Quiconque a déjà assisté à une édition de l’Hawaiki Nui Va’a le sait. Ce qu’il se passe sur l’eau chaque année début novembre au cours de ces 3 jours est tout bonnement incroyable : une centaine d’équipages de 6 rameurs, un parcours d’environ 130 km entre les îles de Huahine, Raiatea, Tahaa et Bora Bora, une horde de bateaux qui accompagnent ces athlètes hors-normes pourtant tous amateurs… Les voir ainsi ramer sans pause et à raison de 50 à 80 coups de pagaie par minute vous fait instantanément comprendre que ces hommes-là ne sont pas faits du même bois que les autres. Dans les compétitions internationales dont la fameuse course de la Molokaï à Hawaï, les Tahitiens accaparent systématiquement les podiums, qu’ils fassent partie des plus grands clubs ou de structures plus modestes. Les Australiens, les Californiens, les Néo-Zélandais, les Hawaïens, les considèrent tout bonnement comme imbattables. Mais quel est donc leur secret ? Gordon Barff, entraineur et formateur au sein de la Fédération Tahitienne de Va’a depuis 2003, amène une première réponse. « À l’aube des années 1980, Tahiti a perdu le Tour de Moorea face à une équipe américaine très entraînée issue du kayak. Puis nous n’avons plus ramené de médailles d’or aux championnats du monde, alors que depuis longtemps nous dominions toutes les courses. ça a été une claque énorme. Avec de grands champions comme Lewis Laughlin ou Philippe Bernardino, nous avons décidé de réagir. Il fallait une vision collective et structurée de ce que le va’a moderne devait être. Nous avons travaillé d’arrache-pied pour que les jeunes rameurs bénéficient d’une vraie formation et de sélections pointues. Les va’a, les rames, les entraînements, le coaching, tout a été revu de fond en comble. Nous devions absolument remporter les championnats du monde à Bora-Bora en 2002. Alors, un peu comme le sélectionneur Aimé Jacquet a fait avec les Bleus en 1998 lors de la Coupe du Monde de Football, nous avons réuni les meilleurs rameurs de chaque club, et la méthode s’est avérée payante. Depuis, les Tahitiens sont de nouveau au sommet ».
Le va’a moderne
Effectivement, depuis 15 ans, parmi les 6 000 licenciés de la Fédération Tahitienne de Va’a dispatchés dans les 200 clubs de l’archipel, certains passent littéralement leur vie sur l’eau pour atteindre le meilleur niveau : au moins 4 heures par jour, sans compter les exercices de « cardio » ou de musculation et la participation aux courses qui se déroulent presque chaque week-end. Aucune des stars du va’a n’est un sportif professionnel : tout le monde prend sur son temps libre pour s’entraîner, en dehors des heures de travail. Le va’a, enseigné depuis les années 1980 à l’école attire les graines de champions, filles et garçons, dès leurs 11 ans . À l’image de Rete Ebb, Vaimiti Maoni, Kevin Ceran Jerusalemy (vainqueur du Super Aito 2015) ou Hinatea Bernardino, la majeure partie d’entre eux ont très souvent un père, un oncle, un frère, qui est lui-même un habitué des podiums : un soutien familial indéniablement précieux, tant moralement que matériellement. Outre la participation aux courses, l’achat d’un va’a est un véritable investissement : de 120 000 Fcfp (1 000 euros) pour un modèle en fibre de polyester à 375 000 Fcfp (3 142 euros) pour un modèle en fibre de carbone. Devenir champion, c’est aussi pouvoir bénéficier d’un sponsoring de la part des constructeurs de va’a et des fabricants d’accessoires.

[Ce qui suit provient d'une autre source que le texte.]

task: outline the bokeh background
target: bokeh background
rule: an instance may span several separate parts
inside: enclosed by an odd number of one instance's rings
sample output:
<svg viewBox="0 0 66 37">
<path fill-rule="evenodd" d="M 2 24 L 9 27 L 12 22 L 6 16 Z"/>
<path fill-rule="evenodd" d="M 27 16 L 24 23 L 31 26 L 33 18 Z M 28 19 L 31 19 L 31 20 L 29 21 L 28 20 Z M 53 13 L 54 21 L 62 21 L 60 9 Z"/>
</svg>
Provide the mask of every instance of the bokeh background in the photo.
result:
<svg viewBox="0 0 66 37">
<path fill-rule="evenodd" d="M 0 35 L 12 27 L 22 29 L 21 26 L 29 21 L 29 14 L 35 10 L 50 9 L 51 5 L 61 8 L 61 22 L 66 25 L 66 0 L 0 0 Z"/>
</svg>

Fai Va’a est un des constructeurs réputés de Tahiti. De ce chantier installé depuis 2007 dans la vallée de Titioro, près de Papeete, partent chaque mois des containers de va’a en direction de la Nouvelle-Zélande, des États-Unis, de l’Australie, du Japon, d’Hawaï, du Canada et de l’Europe. Mais 80 % de la production est cependant destinée au marché local : les machines de guerre hyper profilées dessinées par Joe Bunton sont plébiscitées par les meilleurs rameurs. On reconnaît immédiatement son « shape », pincé à l’avant. En fibre de verre et résine polyester ou en carbone infusés sous vide, ses modèles de V1 (pirogue individuelle de 7,20 m) ou de V3 (pirogue à 3 de 10,50 m) sont un peu plus lourds que ceux de ses concurrents : la patte de Joe, c’est de privilégier la rigidité à la légèreté. Si chaque concepteur a sa recette et dessine ses va’a de façon empirique, à la main, les procédés de construction sont extrêmement maîtrisés. « La forme des va’a actuelle est quasi-parfaite, explique-t-il, et ne connaîtra pas à l’avenir de modification majeure ».
Aux racines du va’a
C’est en faisant un tour au musée de Tahiti et des îles à Punaauia qu’on prend la pleine mesure de l’évolution architecturale du va’a, depuis que les ancêtres des Polynésiens venus d’Asie colonisèrent il y a 2 000 ans les îles vierges du sud-est du Pacifique. Si les pirogues modernes sont faites de matériaux composites, elles étaient à l’origine – et jusqu’il y a quelques décennies – en bois creusé. Celles qui servirent aux longues navigations étaient à voiles, plus grandes (20-30 m de long), profondes et ventrues, pour pouvoir y charger un maximum de gens, de plantes et d’animaux. Tara Hiquily, responsable des collections ethnographiques au musée et co-auteur du très beau livre Va’a, la pirogue polynésienne, explique : « La pirogue à balancier est présente des îles de Madagascar, Andaman et Nicobar à l’extrême ouest de l’océan Indien, jusqu’aux îles mélanésiennes au sud de l’océan Pacifique, micronésiennes au nord et polynésiennes à l’est. Cette zone du monde a créé le multicoques et le balancier : la pirogue est un concept fantastique, décliné en plusieurs tailles. À l’époque des premiers contacts entre Polynésiens et Européens, le degré de technicité de construction des va’a était très élevé : malheureusement, hormis quelques écrits, plans, objets (voiles, rames etc.) et photos – pour la période plus récente –, il ne reste presque aucune mémoire en Polynésie de ce savoir-faire millénaire. Les dernières pirogues de pêche ont disparu il y a dix ans… mais avec ce qu’il se passe au niveau sportif, je suis presque sûr que ce patrimoine va renaître ».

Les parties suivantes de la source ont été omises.